ESG marketing classes deal with differentiation strategies that can increase practitioners' efficacy through global examples. This is because indiscriminate copying and imitation are likely to be a waste of resources, and may be criticized by consumers. Prof. Koo argues that not all companies can become Patagonia: the core of ESG is selecting a realistic strategy that fits each company's nature and situation, and designing an ecosystem where various stakeholders can participate in the company's ESG efforts.
The mineral water industry, for example, has recently adopted a 'defensive ESG strategy' by releasing lightweight products and non-labeled bottled water to reduce plastic usage and minimize ESG-related risks. For this strategy, quiet and sporadic informative publicity is likely more effective.
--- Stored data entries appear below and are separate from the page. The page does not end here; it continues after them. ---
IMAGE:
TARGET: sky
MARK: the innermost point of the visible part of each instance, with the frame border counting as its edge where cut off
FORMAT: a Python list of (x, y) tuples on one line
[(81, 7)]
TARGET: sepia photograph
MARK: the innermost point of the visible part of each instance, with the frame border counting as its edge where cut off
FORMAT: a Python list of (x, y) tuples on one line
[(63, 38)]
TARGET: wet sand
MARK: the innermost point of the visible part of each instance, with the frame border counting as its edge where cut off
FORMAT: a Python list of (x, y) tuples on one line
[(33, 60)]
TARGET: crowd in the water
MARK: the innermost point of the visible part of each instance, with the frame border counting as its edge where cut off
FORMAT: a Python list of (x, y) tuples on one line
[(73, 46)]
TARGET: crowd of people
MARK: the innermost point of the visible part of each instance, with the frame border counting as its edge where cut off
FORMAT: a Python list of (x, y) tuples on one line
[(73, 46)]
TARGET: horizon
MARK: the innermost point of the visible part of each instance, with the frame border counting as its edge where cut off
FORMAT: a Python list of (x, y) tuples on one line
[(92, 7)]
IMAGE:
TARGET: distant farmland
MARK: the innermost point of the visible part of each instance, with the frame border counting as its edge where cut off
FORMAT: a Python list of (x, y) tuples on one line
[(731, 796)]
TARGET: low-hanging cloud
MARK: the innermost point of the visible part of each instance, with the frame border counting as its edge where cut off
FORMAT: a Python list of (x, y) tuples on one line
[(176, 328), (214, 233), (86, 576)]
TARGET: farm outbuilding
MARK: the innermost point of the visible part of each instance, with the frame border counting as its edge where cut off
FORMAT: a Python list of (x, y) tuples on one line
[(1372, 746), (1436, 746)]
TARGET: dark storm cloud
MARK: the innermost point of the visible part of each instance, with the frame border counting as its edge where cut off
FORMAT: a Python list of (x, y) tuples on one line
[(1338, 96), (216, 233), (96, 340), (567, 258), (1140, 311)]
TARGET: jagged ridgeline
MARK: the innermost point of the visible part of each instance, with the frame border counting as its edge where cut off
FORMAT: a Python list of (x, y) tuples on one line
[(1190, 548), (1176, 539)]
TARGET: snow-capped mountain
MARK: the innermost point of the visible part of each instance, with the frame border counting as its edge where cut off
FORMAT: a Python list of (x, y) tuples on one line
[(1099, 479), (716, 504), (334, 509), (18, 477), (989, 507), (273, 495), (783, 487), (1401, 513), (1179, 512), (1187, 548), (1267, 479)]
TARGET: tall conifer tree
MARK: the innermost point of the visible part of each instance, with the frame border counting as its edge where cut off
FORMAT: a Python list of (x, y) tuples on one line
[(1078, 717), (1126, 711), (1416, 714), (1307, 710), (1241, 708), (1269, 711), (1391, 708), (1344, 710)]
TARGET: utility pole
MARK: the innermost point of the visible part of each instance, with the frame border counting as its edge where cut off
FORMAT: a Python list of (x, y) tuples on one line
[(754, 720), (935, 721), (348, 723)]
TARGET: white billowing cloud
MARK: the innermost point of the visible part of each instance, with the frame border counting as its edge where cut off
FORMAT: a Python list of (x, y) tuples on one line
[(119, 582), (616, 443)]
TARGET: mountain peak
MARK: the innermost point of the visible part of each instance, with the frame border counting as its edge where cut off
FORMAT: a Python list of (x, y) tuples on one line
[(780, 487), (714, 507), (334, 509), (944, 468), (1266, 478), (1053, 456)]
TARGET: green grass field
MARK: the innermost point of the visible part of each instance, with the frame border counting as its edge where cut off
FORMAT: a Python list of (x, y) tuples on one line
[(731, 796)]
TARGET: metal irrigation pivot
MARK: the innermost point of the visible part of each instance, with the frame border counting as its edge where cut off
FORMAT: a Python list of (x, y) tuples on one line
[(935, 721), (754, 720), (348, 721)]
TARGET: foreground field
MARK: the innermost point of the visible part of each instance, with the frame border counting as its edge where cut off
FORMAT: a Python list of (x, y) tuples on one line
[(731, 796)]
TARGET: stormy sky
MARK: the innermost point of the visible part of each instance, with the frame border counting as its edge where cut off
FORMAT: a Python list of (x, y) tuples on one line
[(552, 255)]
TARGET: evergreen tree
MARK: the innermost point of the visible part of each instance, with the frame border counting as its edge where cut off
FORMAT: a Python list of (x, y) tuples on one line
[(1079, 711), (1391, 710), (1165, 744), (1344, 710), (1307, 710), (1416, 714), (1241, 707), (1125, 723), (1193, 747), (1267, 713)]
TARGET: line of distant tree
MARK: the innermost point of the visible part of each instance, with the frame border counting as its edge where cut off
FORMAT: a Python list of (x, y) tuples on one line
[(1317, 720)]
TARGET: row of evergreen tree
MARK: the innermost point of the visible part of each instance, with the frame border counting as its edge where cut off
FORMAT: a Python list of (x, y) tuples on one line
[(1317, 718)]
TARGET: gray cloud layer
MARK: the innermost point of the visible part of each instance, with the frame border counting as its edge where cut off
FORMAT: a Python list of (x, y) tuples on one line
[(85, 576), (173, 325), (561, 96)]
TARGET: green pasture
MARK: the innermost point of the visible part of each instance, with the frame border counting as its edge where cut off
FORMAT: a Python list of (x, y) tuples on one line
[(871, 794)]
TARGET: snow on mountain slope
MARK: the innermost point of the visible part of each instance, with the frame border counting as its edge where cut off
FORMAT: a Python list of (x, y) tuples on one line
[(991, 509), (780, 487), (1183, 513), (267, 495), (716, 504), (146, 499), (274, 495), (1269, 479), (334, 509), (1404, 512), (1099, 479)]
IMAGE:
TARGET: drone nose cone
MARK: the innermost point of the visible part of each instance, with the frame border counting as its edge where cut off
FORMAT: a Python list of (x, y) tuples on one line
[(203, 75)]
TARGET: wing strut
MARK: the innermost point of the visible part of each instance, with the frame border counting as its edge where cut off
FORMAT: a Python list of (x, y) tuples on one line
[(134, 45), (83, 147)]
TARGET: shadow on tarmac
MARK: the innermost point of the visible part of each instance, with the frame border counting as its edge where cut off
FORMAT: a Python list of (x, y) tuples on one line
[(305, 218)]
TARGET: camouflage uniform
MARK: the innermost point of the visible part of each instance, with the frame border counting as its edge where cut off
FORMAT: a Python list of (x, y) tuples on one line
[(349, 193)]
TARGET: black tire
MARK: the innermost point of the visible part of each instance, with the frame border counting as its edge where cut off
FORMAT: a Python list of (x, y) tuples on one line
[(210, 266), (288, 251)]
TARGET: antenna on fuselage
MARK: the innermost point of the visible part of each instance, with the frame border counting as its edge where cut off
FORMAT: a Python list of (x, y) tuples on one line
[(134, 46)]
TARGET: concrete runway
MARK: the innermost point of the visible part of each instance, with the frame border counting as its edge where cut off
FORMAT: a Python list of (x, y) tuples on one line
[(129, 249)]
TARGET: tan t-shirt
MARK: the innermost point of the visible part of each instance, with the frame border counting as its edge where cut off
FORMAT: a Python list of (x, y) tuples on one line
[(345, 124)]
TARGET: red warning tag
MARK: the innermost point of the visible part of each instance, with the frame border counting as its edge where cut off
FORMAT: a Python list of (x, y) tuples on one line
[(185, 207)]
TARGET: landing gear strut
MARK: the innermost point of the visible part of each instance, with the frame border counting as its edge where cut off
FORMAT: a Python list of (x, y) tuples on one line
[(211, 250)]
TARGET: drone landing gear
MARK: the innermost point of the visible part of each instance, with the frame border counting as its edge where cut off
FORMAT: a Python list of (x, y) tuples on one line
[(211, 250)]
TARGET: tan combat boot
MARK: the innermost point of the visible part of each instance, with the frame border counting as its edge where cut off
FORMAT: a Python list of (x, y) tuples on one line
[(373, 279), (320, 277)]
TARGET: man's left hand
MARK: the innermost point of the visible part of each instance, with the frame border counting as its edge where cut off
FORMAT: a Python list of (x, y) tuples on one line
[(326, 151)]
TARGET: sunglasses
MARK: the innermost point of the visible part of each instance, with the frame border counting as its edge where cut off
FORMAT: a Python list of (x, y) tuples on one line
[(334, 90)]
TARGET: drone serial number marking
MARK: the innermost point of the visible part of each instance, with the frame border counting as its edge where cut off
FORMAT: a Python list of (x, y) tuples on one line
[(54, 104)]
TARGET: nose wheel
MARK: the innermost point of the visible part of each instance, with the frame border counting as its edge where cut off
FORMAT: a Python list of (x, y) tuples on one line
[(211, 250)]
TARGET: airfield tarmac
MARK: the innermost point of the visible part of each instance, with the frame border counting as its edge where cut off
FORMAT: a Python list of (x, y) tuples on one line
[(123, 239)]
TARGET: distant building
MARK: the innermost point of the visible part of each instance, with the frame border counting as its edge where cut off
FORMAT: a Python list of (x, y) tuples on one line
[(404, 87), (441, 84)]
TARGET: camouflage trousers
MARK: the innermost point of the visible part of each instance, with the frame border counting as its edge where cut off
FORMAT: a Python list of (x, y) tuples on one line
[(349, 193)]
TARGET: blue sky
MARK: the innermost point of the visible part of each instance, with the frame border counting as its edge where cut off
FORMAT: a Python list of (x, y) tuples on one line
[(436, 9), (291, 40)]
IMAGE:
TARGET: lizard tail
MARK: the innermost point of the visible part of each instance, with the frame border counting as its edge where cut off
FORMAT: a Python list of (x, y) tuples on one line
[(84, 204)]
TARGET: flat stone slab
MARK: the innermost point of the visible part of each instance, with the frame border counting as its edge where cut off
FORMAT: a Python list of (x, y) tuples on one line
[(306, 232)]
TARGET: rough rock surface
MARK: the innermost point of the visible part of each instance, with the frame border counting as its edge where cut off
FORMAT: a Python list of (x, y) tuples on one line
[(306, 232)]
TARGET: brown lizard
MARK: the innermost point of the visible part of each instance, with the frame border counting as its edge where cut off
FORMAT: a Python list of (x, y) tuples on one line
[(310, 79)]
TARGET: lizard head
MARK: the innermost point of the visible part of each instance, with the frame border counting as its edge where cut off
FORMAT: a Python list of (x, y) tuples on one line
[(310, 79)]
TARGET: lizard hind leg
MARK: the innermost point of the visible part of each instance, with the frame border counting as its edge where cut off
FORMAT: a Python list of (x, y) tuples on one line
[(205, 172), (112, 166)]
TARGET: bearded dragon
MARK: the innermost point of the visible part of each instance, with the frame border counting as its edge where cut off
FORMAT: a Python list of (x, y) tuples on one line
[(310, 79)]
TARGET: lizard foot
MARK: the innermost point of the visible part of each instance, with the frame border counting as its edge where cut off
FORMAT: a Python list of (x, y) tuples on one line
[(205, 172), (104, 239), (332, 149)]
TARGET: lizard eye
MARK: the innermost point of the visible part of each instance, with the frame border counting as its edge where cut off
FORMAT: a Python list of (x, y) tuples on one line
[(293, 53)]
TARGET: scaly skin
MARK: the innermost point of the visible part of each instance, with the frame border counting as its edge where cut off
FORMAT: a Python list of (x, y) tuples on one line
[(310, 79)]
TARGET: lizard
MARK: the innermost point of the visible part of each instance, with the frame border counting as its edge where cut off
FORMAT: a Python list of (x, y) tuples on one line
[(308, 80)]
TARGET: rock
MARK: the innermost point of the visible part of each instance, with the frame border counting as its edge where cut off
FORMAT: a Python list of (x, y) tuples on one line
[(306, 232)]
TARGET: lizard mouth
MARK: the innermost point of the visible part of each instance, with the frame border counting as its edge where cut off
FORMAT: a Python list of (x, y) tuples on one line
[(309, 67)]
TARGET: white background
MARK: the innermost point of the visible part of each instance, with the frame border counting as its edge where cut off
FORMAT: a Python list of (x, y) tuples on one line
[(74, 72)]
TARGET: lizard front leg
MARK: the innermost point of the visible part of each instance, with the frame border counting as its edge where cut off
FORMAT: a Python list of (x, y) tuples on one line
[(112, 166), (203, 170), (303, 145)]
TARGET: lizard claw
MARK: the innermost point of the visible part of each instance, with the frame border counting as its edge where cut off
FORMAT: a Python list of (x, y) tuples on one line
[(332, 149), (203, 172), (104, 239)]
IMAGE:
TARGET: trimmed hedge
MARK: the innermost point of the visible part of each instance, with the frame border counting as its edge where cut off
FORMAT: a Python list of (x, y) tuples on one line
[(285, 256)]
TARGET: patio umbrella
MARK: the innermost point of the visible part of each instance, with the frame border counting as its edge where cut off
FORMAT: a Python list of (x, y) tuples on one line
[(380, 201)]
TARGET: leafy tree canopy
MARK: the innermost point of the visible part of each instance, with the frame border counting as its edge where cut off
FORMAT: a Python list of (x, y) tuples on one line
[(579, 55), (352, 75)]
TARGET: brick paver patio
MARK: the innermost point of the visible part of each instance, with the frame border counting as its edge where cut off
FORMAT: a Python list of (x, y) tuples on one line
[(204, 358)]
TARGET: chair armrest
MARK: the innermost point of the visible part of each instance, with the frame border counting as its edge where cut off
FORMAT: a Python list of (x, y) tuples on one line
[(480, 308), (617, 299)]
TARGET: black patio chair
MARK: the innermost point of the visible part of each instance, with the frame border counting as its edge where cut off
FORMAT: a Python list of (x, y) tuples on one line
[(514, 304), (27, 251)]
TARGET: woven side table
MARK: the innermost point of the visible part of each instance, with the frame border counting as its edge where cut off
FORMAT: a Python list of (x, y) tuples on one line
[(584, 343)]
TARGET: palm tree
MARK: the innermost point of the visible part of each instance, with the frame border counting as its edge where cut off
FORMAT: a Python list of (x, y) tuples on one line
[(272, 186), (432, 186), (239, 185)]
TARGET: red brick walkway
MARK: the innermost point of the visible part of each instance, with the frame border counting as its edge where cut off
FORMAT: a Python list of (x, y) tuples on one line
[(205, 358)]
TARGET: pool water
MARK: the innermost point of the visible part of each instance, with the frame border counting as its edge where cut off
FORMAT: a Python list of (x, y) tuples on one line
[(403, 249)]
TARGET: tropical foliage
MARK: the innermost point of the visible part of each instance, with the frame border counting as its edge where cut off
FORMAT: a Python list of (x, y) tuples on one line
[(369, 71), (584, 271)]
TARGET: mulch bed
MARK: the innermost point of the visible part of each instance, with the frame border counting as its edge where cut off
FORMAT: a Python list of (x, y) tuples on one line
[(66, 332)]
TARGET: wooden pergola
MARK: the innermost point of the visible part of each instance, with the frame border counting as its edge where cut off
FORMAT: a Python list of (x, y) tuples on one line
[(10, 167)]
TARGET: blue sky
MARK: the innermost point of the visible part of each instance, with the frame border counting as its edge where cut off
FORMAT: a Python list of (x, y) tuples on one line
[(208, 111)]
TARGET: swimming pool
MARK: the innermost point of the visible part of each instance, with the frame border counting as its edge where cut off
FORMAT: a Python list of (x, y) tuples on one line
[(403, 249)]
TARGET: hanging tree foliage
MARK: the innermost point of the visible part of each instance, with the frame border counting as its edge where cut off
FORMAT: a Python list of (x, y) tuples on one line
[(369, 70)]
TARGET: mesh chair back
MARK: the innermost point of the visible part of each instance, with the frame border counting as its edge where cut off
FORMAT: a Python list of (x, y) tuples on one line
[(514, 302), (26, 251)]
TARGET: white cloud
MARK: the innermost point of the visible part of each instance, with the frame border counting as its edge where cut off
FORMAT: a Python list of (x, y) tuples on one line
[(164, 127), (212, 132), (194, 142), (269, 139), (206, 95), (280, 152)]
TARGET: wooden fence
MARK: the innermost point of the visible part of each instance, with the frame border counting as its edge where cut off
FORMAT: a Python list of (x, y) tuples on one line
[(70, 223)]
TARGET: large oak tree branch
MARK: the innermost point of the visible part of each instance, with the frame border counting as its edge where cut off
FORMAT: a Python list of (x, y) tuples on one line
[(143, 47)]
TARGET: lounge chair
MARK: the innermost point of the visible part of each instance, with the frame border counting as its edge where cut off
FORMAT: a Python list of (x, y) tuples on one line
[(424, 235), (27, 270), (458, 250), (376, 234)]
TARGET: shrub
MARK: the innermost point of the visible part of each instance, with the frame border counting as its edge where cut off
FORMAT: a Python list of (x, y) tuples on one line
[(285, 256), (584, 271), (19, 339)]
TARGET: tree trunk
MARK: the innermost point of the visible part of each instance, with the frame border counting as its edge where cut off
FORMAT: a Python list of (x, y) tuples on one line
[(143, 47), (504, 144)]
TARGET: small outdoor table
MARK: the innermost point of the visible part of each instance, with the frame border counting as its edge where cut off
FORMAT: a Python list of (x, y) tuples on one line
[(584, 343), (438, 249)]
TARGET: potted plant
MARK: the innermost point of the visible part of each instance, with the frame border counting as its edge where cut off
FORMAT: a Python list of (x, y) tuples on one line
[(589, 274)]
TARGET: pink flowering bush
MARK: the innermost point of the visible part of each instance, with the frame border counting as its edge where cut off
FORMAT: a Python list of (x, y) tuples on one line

Since bottled water inherently causes environmental pollution, Patagonia-style active promotion of ESG efforts or branding products as green may cause unintended consequences. If ESG is given top priority without appropriate ESG capabilities, then this may not only waste resources but also increase expectations for the company's ESG performance, leading to adverse effects.
Ryu In-sul, who has been working at POSCO since graduating from a full-time MBA course, recalls the case of Fiji Water, which he learned in this class. Fiji Water, famous for its premium bottled water, experienced a fall in the image and a plunge in sales due to the direct impact of the anti-bottleneck movement in Europe. In response, it runs an aggressive campaign called Carbon Negative, aiming to reduce the amount of carbon. Although the attempt to protect the environment was commendable, consumers criticized the campaign, labeling it greenwashing. Since bottled water remains poor for the environment, Fiji Water's active ESG strategy worsened the situation, and they suffered severe damage to their reputation and brand value. This is why not all companies can, and not all companies should, be Patagonia, at least immediately. According to Mr. Ryu, "This lesson taught us strategies to help companies cope with social problems and improve brand value. The class has given us an important insight to use in various business decision-making processes."